Samengevat, als er niet maximaal wordt ingezet op een commissie die breed het vertrouwen heeft van de slachtoffers is dit onderzoek een verspilling van tijd, geld en menskracht. Volledige onafhankelijkheid van justitie/politie enerzijds en vertrouwen anderszijds zijn de sleutelwoorden. Hiermee staat of valt het hele onderzoek.

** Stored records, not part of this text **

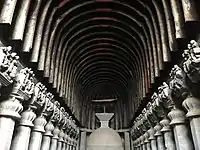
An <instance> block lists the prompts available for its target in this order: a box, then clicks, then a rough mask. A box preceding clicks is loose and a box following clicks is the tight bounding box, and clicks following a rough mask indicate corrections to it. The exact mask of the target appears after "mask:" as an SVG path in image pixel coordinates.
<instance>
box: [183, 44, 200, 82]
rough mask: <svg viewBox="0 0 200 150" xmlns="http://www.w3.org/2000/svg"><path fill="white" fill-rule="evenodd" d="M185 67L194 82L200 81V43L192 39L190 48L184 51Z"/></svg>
mask: <svg viewBox="0 0 200 150" xmlns="http://www.w3.org/2000/svg"><path fill="white" fill-rule="evenodd" d="M183 58H184V59H185V61H184V63H183V69H184V71H185V72H186V74H187V76H188V77H189V78H190V80H191V81H192V82H193V83H197V82H199V81H200V46H199V44H198V43H197V42H196V41H194V40H191V41H190V43H189V44H188V49H187V50H185V51H184V53H183Z"/></svg>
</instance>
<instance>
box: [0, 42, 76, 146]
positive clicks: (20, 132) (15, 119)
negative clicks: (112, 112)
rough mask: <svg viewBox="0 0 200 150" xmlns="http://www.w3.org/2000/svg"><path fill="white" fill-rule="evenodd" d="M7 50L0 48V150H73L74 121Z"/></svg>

Dit betekent dat de minister van Justitie en Veiligheid voor de bijzondere taak staat om een opdracht tot onafhankelijk onderzoek uit te zetten, waarbij zijn eigen departement, justitie en aan justitie gelieerde organisaties geen enkele invloed mag kunnen hebben. Dat is de eerste reden waarom het WODC, dat immers rechtstreeks onder het ministerie van Justitie en Veiligheid valt, absoluut ongeschikt is voor een rol – welke dan ook –  in het tot stand komen van een onafhankelijk onderzoek. Immers, sommige slachtoffers hebben meegemaakt dat eerdere aangiftes zijn gelekt naar hun geweldsplegers of om vreemde redenen vast liepen. Anderen zijn ervan overtuigd dat zij bepaalde hooggeplaatsten, ook van politie en justitie, als dader hebben ontmoet in de context van seksueel of ritueel misbruik. Dit maakt het praten met een commissie die – al is het via via – lijnen met Justitie heeft, voor hen een onhaalbare zaak. Terwijl juist ook deze slachtoffers gehoord moeten worden. Sommigen van ons kennen meerdere slachtoffers die belangrijke informatie hebben rond ritueel misbruik, die onder deze condities zeker niet zullen deelnemen. Iets wat u ook niet wenst. Een tweede reden waarom de WODC niet geschikt is voor deze taak, is vanwege de WODC-affaire die nog vers in het geheugen ligt. Gebleken is dat beleidsambtenaren de afgelopen jaren uitkomsten van onderzoeken hebben beïnvloed, zoals journalist Bas Haan aantoonde en door onderzoekscommissies werd bevestigd. Iets wat exact datgene is waarvoor gevreesd wordt bij dit onderzoek. 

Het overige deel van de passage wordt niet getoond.